Our phone numbers are something we hand out readily to our contacts, yet we would like to protect them from misuse. StitMe is a service that enables users to control who can call you and when, without divulging your real number.
I was having tea the other day with Gurtaj Singh and he caught my interest with this app that he had launched just recently in the US.
Clean break
Is your kid going to college and you’re worried that he/she will end up bullied and harassed by calls from friends or ex-boyfriends/girlfriends?
Get him/her to use StitMe instead.
That way, should/when they break up, the other party would not be able to harass your kid through calling.
It’s called StitMe and is not available outside of US yet but it sounded like it had great potential to solve one of the biggest dilemmas of the modern age.
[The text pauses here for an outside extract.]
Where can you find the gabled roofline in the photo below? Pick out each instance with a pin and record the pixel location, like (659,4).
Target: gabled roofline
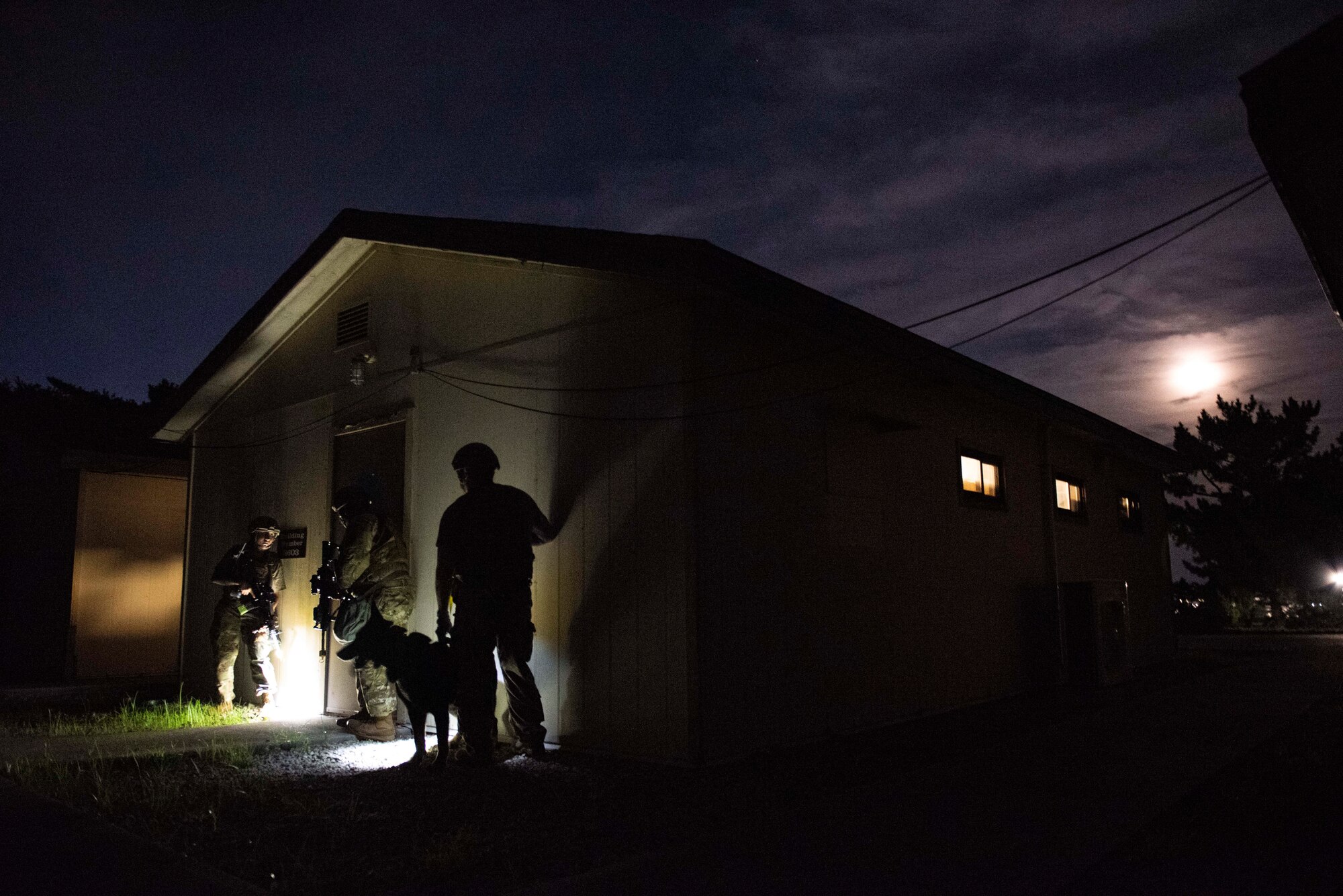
(671,259)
You want as many friends, colleagues and potential contacts to be able to contact you, but you don’t want to receive calls from unwarranted telemarketers because your telephone number had been harvested and compiled in some call list that are being sold or circulated without your consent.
Worse still, in the US, anybody can use your telephone number to do a reverse number lookup (the equivalent of a Whois query) and get personal information about you like your residential address etc.
This is where StitMe comes in – users of the free service need not hand out their real telephone numbers anymore.
Between two StitMe users, all you give out is your StitMe User ID.